Donald Trump
Donald TrumpReuters

President Donald Trump hinted he may be open to legalizing some 800,000 illegal immigrants in the United States in exchange for Democratic support in funding a border wall on America’s southern frontier.

Earlier this month, President Trump rescinded the Deferred Action for Childhood Arrivals (DACA) action, which was first established by President Obama via a June 2012 executive order.

The DACA order, which has been challenged as an unconstitutional de facto legalization of 800,000 illegal immigrants, deferred the deportation of foreign nationals residing illegally in the US if they entered the country as minors. Recipients of DACA - often called DREAMers, after the proposed Development, Relief, and Education, for Alien Minors Act (DREAM) - deferrals are also able to apply for work permits.

To be eligible for the DACA program, illegal residents must have entered the US before June 2007 and before they turned 16, among other requirements.

Republicans slammed President Obama’s executive order instituting the DACA policy, calling it unilateral legislation by the executive branch. Expansions of the DACA policy have been challenged in court, resulting in a deadlocked 4-4 Supreme Court ruling which failed to decide on the constitutionality of DACA order and subsequent expansions.

On September 5th, President Trump rescinded the order – but delayed implementation of the move by six months.

But on Thursday, senior congressional Democrats announced that they had struck a deal with the president which would see the DACA policy passed into law.

Senator Minority Leader Chuck Schumer (D-NY) and House Minority Leader Nancy Pelosi (D-CA) declared that the president “had agreed to a plan to work out an agreement to protect our nation’s DREAMers from deportation.”

In a series of tweets Thursday President Trump rebutted the claim, stating that no deal had been reached.

“No deal was made last night on DACA.”

Yet in follow-up comments, the president suggested he was prepared for a compromise deal, backing legislation granting legal status to DREAMers in exchange for Democratic support for construction of a wall along the southern border.

“Massive border security would have to be agreed to in exchange for consent.

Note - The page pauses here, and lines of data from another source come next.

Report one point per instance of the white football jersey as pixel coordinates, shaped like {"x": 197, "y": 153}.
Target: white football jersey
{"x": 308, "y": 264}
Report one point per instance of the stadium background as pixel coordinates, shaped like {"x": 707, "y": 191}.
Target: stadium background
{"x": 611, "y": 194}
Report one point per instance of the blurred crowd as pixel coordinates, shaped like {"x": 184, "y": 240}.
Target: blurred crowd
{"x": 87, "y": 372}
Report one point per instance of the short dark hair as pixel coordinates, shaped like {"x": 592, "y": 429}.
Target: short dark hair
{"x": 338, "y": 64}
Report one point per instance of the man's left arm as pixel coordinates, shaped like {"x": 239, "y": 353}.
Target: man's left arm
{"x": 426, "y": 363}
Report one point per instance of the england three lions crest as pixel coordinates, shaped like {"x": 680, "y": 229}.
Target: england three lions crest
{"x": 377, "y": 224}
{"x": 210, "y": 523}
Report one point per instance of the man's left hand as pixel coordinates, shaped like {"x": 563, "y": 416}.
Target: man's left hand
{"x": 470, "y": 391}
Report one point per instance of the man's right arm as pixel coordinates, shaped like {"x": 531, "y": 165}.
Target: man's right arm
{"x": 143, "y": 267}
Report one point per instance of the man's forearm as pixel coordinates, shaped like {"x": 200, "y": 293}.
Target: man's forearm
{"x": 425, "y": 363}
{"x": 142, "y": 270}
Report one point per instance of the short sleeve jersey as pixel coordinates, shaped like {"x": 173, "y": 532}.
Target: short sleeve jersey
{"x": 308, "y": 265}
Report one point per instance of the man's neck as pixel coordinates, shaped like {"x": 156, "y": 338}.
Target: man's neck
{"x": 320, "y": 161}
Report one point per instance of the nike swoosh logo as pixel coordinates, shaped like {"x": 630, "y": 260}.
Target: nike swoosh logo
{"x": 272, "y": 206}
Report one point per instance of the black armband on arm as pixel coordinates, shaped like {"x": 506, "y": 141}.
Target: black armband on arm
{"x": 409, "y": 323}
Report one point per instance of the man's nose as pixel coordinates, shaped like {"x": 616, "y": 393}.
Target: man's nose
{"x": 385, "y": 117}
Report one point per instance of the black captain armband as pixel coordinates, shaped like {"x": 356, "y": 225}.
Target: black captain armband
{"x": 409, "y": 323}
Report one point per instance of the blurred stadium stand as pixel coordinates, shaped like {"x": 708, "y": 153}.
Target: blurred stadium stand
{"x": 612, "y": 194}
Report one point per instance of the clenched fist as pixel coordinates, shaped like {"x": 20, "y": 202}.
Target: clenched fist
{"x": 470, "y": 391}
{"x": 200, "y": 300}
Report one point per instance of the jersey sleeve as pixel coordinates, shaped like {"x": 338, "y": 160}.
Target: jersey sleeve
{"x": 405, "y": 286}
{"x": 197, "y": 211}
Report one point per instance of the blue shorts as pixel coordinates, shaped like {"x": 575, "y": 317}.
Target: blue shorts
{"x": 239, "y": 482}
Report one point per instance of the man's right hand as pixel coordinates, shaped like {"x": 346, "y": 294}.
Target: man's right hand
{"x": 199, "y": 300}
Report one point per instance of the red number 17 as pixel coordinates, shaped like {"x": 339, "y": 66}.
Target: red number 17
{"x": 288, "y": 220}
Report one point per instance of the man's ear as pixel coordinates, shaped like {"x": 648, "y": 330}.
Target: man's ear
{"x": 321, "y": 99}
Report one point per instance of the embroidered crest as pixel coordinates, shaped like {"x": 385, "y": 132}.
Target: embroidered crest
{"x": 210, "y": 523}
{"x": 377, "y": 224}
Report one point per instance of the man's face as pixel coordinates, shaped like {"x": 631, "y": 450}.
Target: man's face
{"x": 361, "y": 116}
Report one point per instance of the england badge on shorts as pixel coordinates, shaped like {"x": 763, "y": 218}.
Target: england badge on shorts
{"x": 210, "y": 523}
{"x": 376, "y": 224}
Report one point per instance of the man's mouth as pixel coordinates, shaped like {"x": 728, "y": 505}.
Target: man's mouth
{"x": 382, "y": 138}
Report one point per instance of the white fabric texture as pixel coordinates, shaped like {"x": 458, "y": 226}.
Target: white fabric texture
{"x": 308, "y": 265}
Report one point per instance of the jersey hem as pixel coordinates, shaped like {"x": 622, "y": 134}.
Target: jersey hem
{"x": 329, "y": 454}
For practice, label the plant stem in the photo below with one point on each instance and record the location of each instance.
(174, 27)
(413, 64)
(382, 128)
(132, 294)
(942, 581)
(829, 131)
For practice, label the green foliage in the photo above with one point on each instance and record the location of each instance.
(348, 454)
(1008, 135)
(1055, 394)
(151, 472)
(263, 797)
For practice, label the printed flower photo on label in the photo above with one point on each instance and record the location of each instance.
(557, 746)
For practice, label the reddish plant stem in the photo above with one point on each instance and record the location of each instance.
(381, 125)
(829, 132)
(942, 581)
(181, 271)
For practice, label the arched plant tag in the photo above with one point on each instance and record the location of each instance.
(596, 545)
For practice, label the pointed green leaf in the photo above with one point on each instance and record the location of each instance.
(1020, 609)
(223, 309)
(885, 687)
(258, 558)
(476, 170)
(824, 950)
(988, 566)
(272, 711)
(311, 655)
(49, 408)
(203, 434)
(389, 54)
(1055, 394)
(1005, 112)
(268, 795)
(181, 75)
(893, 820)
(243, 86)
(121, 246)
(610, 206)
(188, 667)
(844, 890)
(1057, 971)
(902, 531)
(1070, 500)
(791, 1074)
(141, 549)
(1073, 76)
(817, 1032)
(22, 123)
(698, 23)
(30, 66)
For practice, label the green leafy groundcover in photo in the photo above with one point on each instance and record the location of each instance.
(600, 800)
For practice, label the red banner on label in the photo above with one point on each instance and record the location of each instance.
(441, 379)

Would be subject to vote. The WALL, which is already under construction in the form of new renovation of old and existing fences and walls, will continue to be built.”

Trump also appeared to justify the DACA program.

“Does anybody really want to throw out good, educated and accomplished young people who have jobs, some serving in the military? Really! They have been in our country for many years through no fault of their own - brought in by parents at young age. Plus BIG border security.”

But Schumer and Pelosi did not appear prepared to back such a deal, saying they were willing only to “review border security measures that didn’t include building a wall.”

Speaker of the House Paul Ryan expressed support for a compromise, warning of “chaos” if Congress was not given a chance to legislate on the issue.

“I wanted him to give us time. I didn’t want this to be rescinded on Day One and create chaos,” said Ryan, who joined in on the meeting with Trump Wednesday.